If this and many other malware programs, can’t install, they can’t get a foothold on your computer. So even if you do click they won’t install. This also means that it will probably prevent you from installing programs you want to install. Hate to say it, but that means you are going to have to learn more about how your computer works! There is a program that can do this for you, that is pretty good about making it easy to turn this off or on. It was developed by a company called Foolish IT, LLC. Their little program is free to use.  (They have a pay version that is much more robust, but you can look that up on the site), and easy to manage. You can get it by going to this site from here.

 http://www.foolishit.com/vb6-projects/cryptoprevent/ . (I know what it looks like, but it is a REAL site.)

(Shameless self-promotion, Bravotechpc can guide you through this and get you up to speed to minimize your exposure.)

3) BACKUP, BACKUP, BACKUP!

This is good for so many reasons.
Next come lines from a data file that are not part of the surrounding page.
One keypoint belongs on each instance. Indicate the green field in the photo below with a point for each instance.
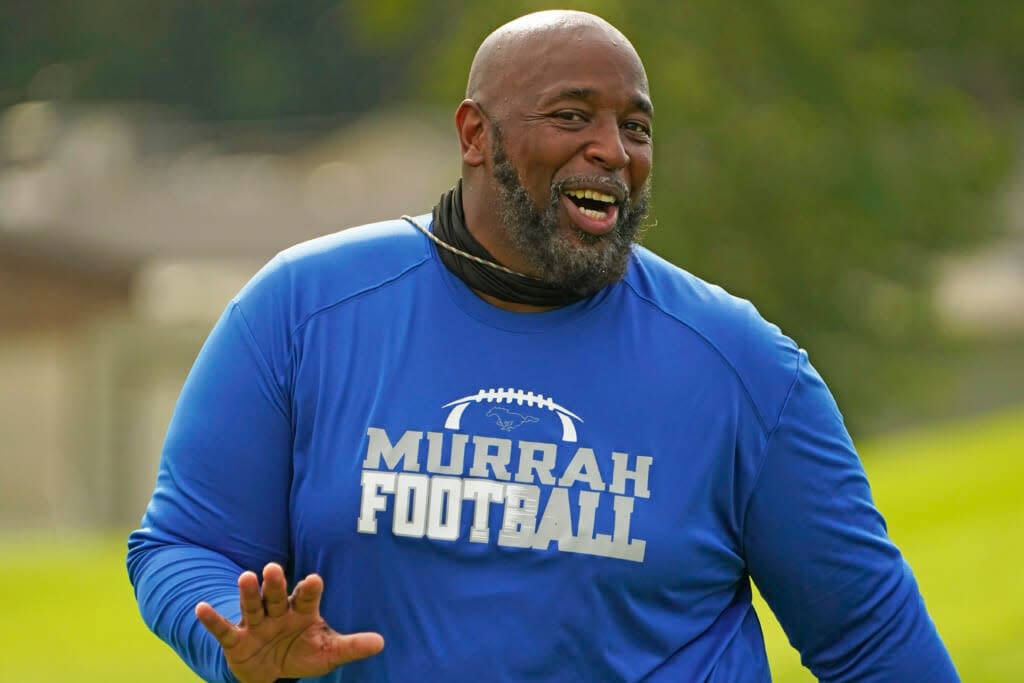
(951, 497)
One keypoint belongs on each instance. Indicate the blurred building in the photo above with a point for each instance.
(124, 231)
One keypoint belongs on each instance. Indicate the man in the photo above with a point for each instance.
(513, 444)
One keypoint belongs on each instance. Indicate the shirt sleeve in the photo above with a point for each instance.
(819, 553)
(221, 499)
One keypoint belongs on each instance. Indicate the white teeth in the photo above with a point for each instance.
(591, 195)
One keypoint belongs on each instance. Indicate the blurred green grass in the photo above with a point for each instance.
(949, 494)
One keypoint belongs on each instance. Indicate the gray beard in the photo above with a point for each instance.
(552, 256)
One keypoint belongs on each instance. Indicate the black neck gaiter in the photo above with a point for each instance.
(450, 226)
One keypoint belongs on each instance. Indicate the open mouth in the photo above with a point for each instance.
(592, 203)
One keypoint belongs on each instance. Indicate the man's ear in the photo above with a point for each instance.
(470, 123)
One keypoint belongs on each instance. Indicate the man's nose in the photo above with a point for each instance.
(606, 148)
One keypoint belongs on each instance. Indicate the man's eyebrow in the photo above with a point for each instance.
(639, 101)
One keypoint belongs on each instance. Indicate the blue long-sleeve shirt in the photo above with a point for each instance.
(576, 495)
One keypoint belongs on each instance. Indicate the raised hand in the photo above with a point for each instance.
(283, 636)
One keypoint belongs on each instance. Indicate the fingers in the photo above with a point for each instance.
(250, 599)
(274, 590)
(305, 598)
(354, 646)
(220, 628)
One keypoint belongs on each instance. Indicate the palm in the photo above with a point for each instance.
(282, 636)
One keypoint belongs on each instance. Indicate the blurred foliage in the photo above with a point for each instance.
(814, 158)
(951, 500)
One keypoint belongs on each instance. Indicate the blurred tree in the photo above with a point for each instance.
(813, 158)
(817, 159)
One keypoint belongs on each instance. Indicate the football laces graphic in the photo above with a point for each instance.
(516, 397)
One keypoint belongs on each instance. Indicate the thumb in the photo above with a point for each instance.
(352, 646)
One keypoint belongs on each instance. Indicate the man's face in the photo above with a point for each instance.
(581, 261)
(571, 159)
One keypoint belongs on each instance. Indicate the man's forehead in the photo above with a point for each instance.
(549, 52)
(557, 93)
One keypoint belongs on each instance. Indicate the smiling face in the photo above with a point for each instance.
(564, 138)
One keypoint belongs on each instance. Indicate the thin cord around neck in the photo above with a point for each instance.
(455, 250)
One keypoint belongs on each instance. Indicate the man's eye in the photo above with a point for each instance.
(568, 116)
(638, 127)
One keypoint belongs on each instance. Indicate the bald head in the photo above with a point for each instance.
(512, 52)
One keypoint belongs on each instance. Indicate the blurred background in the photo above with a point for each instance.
(854, 168)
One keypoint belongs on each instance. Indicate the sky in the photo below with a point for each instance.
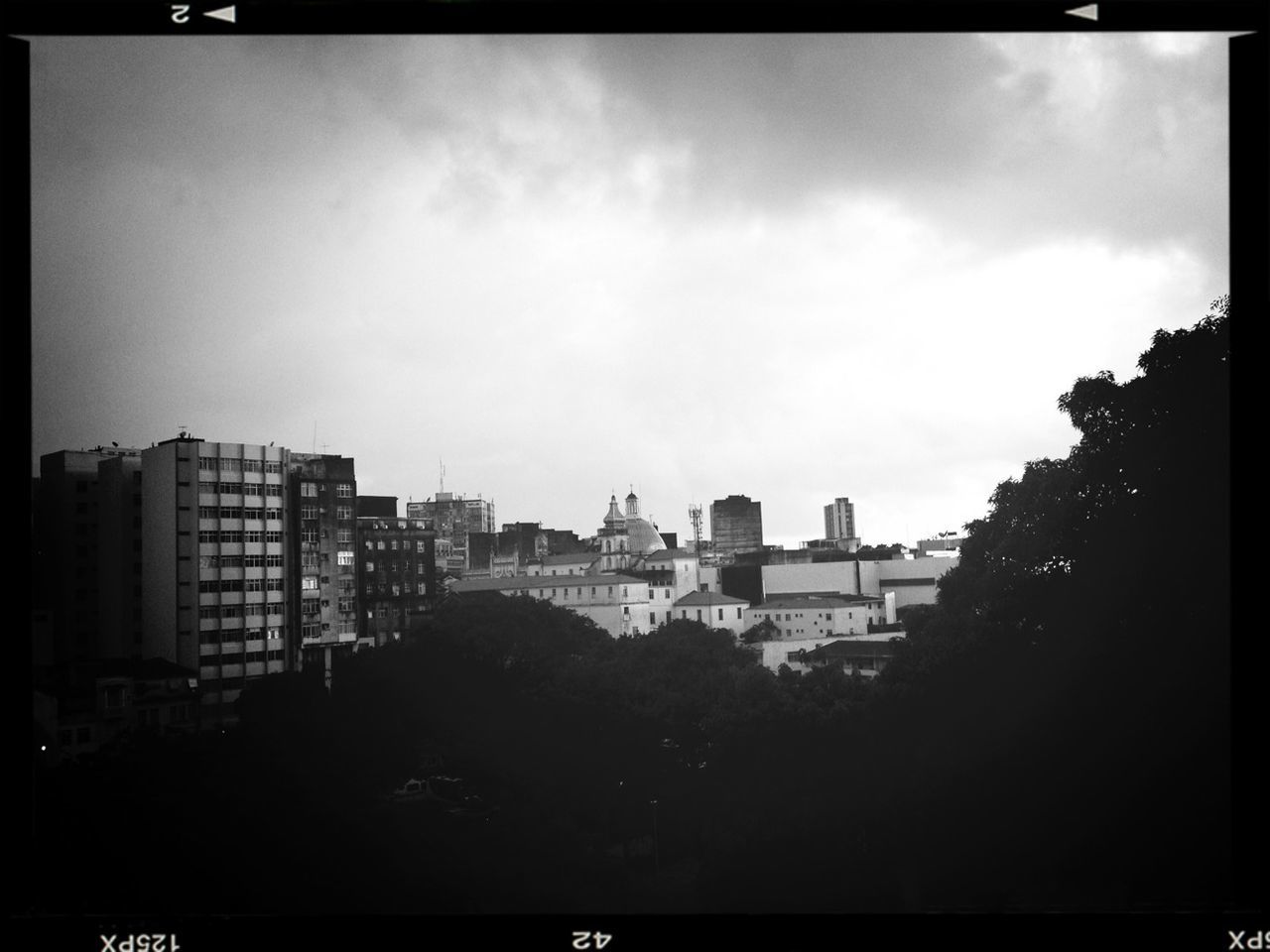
(789, 267)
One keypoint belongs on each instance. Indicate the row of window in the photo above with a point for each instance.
(312, 512)
(254, 634)
(393, 546)
(252, 610)
(343, 490)
(253, 561)
(238, 536)
(209, 463)
(236, 512)
(209, 585)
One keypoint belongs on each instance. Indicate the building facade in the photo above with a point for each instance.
(616, 603)
(216, 542)
(839, 520)
(735, 526)
(397, 576)
(324, 551)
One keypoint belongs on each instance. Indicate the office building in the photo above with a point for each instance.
(214, 549)
(735, 526)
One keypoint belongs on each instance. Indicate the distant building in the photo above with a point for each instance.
(735, 525)
(68, 557)
(711, 608)
(324, 548)
(214, 552)
(395, 576)
(616, 603)
(839, 520)
(624, 537)
(943, 546)
(453, 517)
(910, 580)
(377, 507)
(89, 706)
(822, 617)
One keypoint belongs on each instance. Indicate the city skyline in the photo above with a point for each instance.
(794, 268)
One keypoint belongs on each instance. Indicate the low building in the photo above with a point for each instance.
(714, 610)
(572, 563)
(85, 707)
(822, 617)
(616, 603)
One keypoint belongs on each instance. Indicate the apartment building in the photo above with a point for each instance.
(216, 542)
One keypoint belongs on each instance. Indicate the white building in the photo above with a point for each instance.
(822, 617)
(716, 611)
(575, 563)
(616, 603)
(910, 580)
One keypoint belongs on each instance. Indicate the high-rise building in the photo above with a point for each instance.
(67, 553)
(453, 517)
(839, 520)
(214, 549)
(735, 526)
(397, 576)
(322, 535)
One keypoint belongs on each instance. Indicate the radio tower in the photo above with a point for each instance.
(695, 516)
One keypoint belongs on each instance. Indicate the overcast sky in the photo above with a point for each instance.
(790, 267)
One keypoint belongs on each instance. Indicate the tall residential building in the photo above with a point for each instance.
(67, 553)
(454, 517)
(397, 576)
(324, 548)
(214, 549)
(839, 520)
(735, 525)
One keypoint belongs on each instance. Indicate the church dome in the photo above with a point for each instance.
(643, 538)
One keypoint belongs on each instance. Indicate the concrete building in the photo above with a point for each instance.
(453, 517)
(822, 617)
(839, 521)
(671, 574)
(324, 549)
(214, 549)
(942, 546)
(575, 563)
(910, 580)
(68, 555)
(86, 706)
(616, 603)
(395, 576)
(711, 608)
(735, 526)
(624, 537)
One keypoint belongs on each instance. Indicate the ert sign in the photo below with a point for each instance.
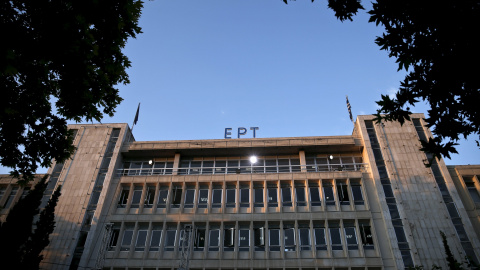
(240, 132)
If you invest in a program like Dropbox (www.dropbox.com) you can get your files stored online with version control, which means that if your file gets encrypted and stored, then there is going to be a version of the file that ISN’T encrypted or otherwise compromised. You can make a daily copy of your files and there is good chance of protecting yourself from the worst. Make sure your backup cannot be accessed by your computer. (If your computer can get it, then so can malware.) Once again – this is something we at Bravotechpc can help you set up.

Dropbox

Dropbox is a free service (2 Gigabytes to start) that will allow you to save versions of your files automatically.

Computer use in the modern age requires that you protect yourself. It isn’t any different from locking your doors at night or not leaving cash out in a public place. If you take steps to prevent yourself from being a target, then you will most certainly keep your exposure to this kind of heartache at a minimum.